Winter peanut feeder

Posted on Thursday, January 26th, 2012

Completed peanut bird feederFeeding wild birds in your garden is important year round. But many bird feeders, particularly the plastic ones, can look a little ugly, especially in the winter when they are hanging off bare branches without leaves to disguise them.

So why not have a go at making a more natural looking feeder, which will help the birds and look attractive? Our simple to make peanut feeder will do just that.

Please note – it’s important not to feed loose peanuts to birds in the spring and summer months when they are nesting as they are not an appropriate food for chicks. Peanuts in ‘wire cage’ style feeders are OK as the birds can only peck out a little at a time.

Here’s how to create your own winter peanut feeder:

Equipment for making your peanut bird feeder1. You’ll need some strong but flexible wire, we used 0.9mm galvanised wire. Something similar will be available in all good garden centres. You’ll also need some wire cutters and a supply of shell-on peanuts (“monkey nuts”). It’s also a good idea to have some thick gloves for when cutting the wire and, if you’re not particularly nimble, also wear them for threading the nuts onto the wire.

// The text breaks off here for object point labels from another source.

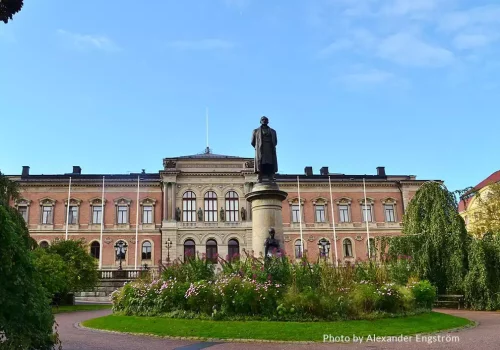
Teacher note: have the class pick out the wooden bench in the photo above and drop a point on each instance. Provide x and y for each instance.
(451, 299)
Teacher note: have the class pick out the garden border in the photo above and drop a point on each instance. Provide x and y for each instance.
(78, 325)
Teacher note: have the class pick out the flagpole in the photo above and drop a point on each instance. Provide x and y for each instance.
(366, 220)
(137, 225)
(67, 209)
(333, 222)
(300, 216)
(102, 225)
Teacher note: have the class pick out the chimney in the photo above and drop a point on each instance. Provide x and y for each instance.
(381, 170)
(26, 171)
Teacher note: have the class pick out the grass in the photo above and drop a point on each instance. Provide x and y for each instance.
(280, 331)
(82, 307)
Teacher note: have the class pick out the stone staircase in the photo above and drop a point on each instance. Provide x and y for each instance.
(101, 294)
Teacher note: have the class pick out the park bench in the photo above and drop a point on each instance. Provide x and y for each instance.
(449, 300)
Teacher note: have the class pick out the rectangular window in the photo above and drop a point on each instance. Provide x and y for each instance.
(344, 213)
(295, 213)
(389, 213)
(320, 213)
(367, 213)
(122, 214)
(73, 215)
(147, 214)
(47, 216)
(24, 212)
(96, 214)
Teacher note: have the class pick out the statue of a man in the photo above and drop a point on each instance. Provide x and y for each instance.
(265, 140)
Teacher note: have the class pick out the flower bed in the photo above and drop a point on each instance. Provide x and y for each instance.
(275, 289)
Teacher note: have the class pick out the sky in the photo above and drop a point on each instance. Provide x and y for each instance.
(116, 86)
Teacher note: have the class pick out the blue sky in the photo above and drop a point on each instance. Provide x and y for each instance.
(115, 86)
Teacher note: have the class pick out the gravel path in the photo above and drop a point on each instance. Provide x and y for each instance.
(485, 336)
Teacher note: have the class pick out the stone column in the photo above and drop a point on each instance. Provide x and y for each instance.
(266, 199)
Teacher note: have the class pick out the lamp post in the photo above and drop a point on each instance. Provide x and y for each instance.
(168, 245)
(324, 248)
(121, 250)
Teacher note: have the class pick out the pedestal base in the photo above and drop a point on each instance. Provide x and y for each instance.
(266, 199)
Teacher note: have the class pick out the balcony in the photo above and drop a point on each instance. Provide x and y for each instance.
(197, 224)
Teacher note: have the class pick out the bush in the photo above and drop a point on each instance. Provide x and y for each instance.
(424, 293)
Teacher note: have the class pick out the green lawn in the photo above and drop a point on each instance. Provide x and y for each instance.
(281, 331)
(82, 307)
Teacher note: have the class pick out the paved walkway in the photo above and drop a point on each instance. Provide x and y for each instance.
(484, 337)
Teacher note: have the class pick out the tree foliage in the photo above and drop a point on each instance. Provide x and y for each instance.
(487, 212)
(8, 8)
(434, 235)
(80, 267)
(26, 319)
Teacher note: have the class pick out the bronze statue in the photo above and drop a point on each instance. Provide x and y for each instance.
(271, 242)
(265, 140)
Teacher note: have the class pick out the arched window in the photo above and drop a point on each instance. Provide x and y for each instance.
(232, 206)
(347, 246)
(95, 249)
(189, 206)
(189, 249)
(233, 247)
(146, 250)
(212, 250)
(298, 249)
(210, 206)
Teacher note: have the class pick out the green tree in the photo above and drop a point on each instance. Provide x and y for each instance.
(26, 319)
(81, 267)
(8, 8)
(434, 235)
(53, 270)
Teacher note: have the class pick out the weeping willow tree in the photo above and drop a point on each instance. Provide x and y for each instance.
(434, 235)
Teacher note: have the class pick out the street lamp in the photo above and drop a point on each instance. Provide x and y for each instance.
(324, 247)
(168, 245)
(121, 250)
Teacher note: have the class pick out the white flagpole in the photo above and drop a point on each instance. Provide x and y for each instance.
(300, 217)
(137, 225)
(102, 225)
(366, 220)
(67, 209)
(333, 222)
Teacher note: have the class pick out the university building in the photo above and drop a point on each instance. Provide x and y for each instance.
(196, 204)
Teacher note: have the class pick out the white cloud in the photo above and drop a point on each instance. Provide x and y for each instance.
(482, 15)
(86, 41)
(473, 41)
(204, 44)
(408, 50)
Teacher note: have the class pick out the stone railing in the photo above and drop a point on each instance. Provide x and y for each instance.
(121, 274)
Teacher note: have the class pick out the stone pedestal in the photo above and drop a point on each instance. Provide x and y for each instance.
(266, 199)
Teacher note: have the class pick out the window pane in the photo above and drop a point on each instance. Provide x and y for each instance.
(96, 214)
(320, 213)
(344, 213)
(147, 214)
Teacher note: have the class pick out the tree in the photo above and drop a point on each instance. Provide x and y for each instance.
(8, 8)
(486, 217)
(434, 235)
(26, 319)
(81, 268)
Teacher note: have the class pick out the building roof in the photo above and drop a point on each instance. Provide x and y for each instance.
(493, 178)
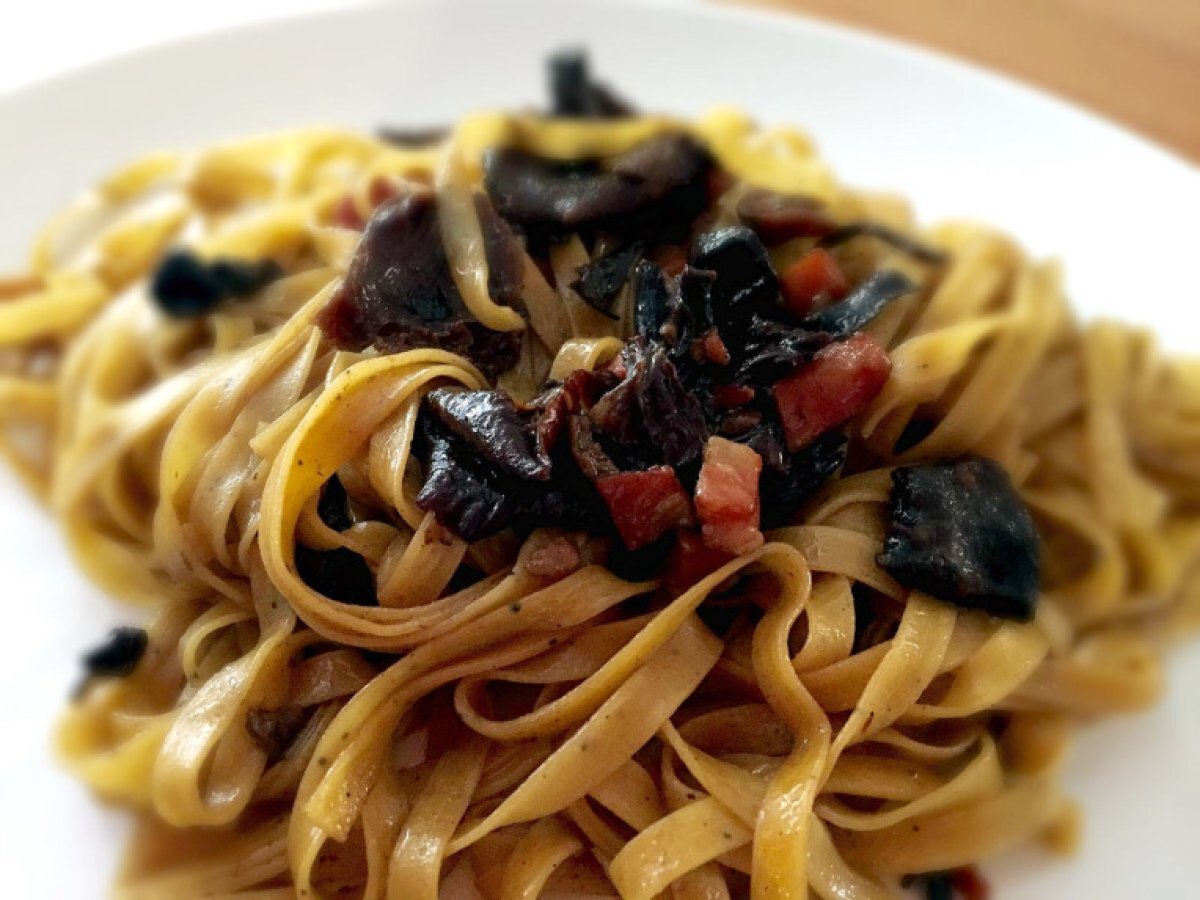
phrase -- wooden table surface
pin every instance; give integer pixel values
(1137, 61)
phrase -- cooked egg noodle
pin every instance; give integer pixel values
(532, 736)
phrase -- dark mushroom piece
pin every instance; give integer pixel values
(184, 286)
(399, 293)
(891, 237)
(601, 280)
(959, 532)
(339, 574)
(864, 303)
(574, 94)
(777, 217)
(461, 498)
(651, 298)
(745, 281)
(117, 658)
(659, 184)
(489, 425)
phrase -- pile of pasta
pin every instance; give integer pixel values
(586, 736)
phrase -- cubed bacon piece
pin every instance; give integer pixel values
(691, 559)
(970, 883)
(645, 505)
(727, 497)
(813, 281)
(839, 384)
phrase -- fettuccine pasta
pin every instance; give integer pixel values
(517, 715)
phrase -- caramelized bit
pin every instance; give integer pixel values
(334, 507)
(960, 532)
(587, 453)
(646, 505)
(691, 559)
(399, 293)
(118, 657)
(658, 185)
(274, 730)
(839, 384)
(550, 556)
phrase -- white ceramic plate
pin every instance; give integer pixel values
(959, 142)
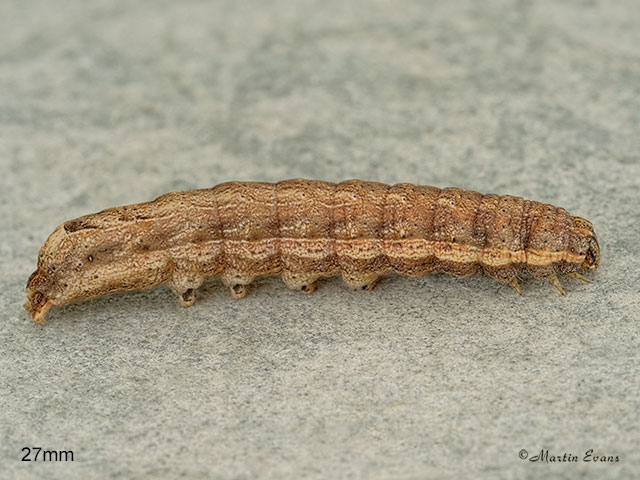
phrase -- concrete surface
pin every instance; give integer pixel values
(115, 102)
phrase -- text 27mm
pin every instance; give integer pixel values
(38, 454)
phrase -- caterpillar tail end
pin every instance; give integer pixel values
(38, 306)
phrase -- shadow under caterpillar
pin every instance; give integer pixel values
(304, 230)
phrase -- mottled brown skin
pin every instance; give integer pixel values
(304, 230)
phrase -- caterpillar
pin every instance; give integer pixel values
(303, 230)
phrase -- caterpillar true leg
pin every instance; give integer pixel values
(187, 298)
(577, 276)
(238, 291)
(309, 288)
(515, 285)
(556, 283)
(370, 286)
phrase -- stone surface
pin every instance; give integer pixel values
(114, 102)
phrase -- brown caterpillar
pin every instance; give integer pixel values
(304, 230)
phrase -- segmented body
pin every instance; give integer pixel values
(304, 230)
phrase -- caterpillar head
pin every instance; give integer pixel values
(592, 255)
(93, 256)
(44, 286)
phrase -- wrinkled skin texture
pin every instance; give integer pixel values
(304, 230)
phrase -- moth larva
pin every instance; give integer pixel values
(304, 230)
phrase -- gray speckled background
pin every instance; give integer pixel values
(117, 102)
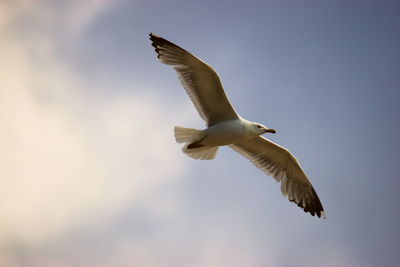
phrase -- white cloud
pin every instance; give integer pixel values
(70, 156)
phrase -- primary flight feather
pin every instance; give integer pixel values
(226, 127)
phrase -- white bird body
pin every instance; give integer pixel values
(226, 128)
(228, 132)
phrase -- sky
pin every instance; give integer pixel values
(90, 174)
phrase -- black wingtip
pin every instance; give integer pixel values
(314, 208)
(158, 42)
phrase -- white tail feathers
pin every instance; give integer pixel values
(190, 136)
(203, 152)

2. Cut a length of wire appropriate to the size of the feeder you want to make. The feeder we made had 60cm of wire to be covered in peanuts, plus 30cm for hanging, so a total 90cm length of wire was cut.

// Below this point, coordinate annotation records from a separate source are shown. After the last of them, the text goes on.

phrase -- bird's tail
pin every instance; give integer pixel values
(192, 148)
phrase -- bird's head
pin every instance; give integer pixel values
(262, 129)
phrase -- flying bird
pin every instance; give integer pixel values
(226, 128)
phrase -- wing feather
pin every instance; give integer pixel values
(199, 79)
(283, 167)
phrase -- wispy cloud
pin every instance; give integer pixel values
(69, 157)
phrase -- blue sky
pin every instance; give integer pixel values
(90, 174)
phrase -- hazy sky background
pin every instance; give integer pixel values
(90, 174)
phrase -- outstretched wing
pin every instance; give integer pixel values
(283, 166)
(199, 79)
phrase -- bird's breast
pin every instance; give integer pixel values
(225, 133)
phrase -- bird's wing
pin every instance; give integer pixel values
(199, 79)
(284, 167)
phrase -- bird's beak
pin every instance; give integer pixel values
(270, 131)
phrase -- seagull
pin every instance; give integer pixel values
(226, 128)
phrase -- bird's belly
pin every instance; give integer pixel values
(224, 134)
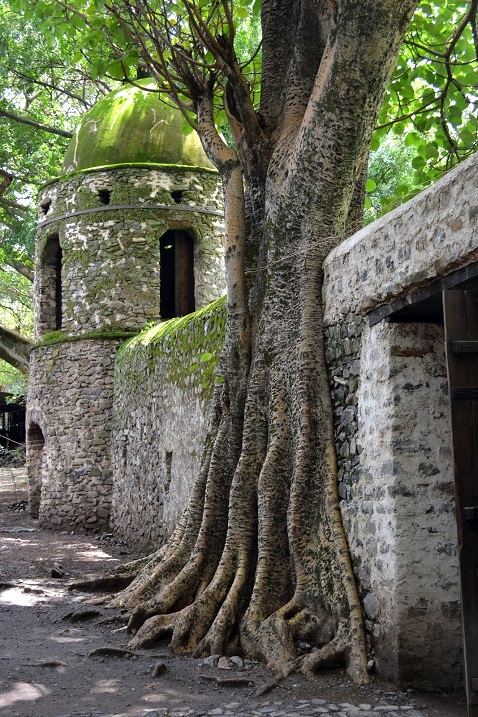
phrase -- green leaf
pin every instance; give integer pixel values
(241, 12)
(418, 162)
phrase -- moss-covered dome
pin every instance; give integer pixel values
(132, 126)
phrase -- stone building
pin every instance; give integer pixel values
(129, 235)
(115, 435)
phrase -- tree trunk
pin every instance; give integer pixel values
(260, 557)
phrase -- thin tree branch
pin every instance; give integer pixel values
(38, 125)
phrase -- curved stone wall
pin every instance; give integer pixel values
(69, 409)
(109, 223)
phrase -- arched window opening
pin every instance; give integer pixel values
(51, 286)
(177, 274)
(35, 446)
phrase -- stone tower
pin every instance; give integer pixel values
(130, 234)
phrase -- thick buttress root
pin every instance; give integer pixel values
(259, 559)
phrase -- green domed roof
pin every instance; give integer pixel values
(133, 126)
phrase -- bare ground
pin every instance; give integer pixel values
(46, 669)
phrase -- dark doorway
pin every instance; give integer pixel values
(51, 285)
(35, 453)
(177, 274)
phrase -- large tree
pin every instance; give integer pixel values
(45, 87)
(260, 558)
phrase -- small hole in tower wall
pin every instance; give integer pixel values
(168, 462)
(104, 195)
(178, 196)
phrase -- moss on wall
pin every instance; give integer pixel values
(185, 350)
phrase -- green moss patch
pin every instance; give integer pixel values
(133, 124)
(60, 337)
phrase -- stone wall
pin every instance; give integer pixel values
(428, 237)
(162, 391)
(109, 223)
(69, 413)
(393, 438)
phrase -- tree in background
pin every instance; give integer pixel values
(260, 557)
(45, 87)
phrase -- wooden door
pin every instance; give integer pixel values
(461, 335)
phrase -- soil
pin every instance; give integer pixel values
(47, 668)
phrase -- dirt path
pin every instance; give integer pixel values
(46, 669)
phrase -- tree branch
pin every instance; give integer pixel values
(38, 125)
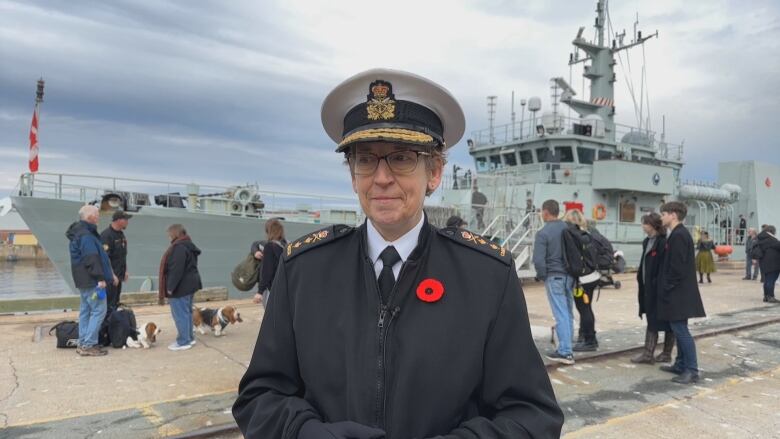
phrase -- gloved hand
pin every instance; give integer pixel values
(315, 429)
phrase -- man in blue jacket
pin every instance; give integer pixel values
(551, 268)
(91, 270)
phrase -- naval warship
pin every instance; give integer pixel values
(612, 172)
(223, 221)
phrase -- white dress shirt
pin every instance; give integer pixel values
(403, 245)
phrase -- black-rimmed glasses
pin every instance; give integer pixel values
(399, 162)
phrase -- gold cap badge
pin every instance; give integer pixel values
(381, 103)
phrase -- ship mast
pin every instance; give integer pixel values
(601, 71)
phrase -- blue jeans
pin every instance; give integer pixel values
(559, 293)
(181, 310)
(92, 311)
(769, 283)
(686, 347)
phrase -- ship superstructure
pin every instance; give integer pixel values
(614, 173)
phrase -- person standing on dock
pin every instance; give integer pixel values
(551, 269)
(115, 245)
(271, 254)
(679, 296)
(91, 270)
(179, 281)
(395, 329)
(705, 263)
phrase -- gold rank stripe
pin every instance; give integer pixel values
(388, 133)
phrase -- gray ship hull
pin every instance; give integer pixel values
(224, 240)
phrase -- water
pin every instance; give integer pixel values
(27, 279)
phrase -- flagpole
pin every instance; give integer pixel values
(33, 159)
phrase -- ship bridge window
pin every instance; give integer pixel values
(564, 154)
(510, 159)
(585, 155)
(543, 155)
(481, 163)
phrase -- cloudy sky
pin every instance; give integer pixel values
(227, 92)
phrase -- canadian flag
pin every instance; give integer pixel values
(34, 142)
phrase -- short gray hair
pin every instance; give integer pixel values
(87, 211)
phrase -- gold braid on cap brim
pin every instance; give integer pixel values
(398, 134)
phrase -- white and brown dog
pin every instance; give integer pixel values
(144, 337)
(216, 319)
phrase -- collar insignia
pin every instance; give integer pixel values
(381, 103)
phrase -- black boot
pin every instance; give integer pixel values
(666, 355)
(646, 357)
(687, 377)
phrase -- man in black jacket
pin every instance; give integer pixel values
(679, 297)
(115, 245)
(179, 281)
(395, 329)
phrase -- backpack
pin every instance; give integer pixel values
(756, 252)
(121, 324)
(605, 259)
(67, 333)
(578, 252)
(245, 275)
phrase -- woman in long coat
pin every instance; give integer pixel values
(647, 279)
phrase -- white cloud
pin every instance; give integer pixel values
(230, 92)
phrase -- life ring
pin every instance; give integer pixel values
(600, 211)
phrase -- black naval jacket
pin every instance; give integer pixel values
(677, 287)
(464, 366)
(115, 245)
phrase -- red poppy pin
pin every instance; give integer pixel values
(430, 290)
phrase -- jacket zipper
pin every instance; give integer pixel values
(383, 325)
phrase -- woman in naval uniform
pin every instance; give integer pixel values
(395, 329)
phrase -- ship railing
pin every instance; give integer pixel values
(201, 198)
(549, 125)
(552, 173)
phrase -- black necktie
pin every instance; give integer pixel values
(389, 257)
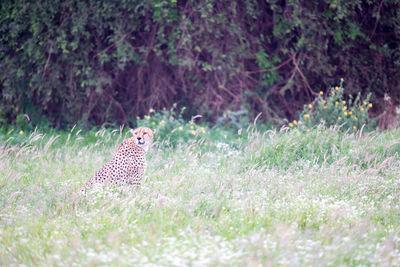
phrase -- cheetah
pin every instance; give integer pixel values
(128, 164)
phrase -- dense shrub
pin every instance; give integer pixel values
(110, 61)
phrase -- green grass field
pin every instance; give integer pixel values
(274, 198)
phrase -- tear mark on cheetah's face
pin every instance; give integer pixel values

Making your winter peanut bird feeder3. Carefully thread peanuts onto the wire and, when the required length is filled with peanuts, twist the ends together, leaving one end longer so you can use it to hang the feeder from the tree. Shape the feeder into a circle.

4. Loop the long wire round a branch of your tree, or anywhere else you fancy hanging your feeder. If you’re putting it round a tree, don’t wrap the wire round too tightly in case you forget to remove it when it’s empty and it starts to dig into the bark.

Once you’ve made your first feeder, why not get a bit more adventurous? Try making star shaped feeders or have a smaller circle hanging inside a larger one. You can also experiment with different foods; try threading a mix of sliced apple, pear or whole grapes on with the peanuts. Add a pretty ribbon and this can also make a good gift for Christmas, though we suggest wrapping some tape around the protruding ends of the wire so the recipient doesn’t catch themselves when opening their present.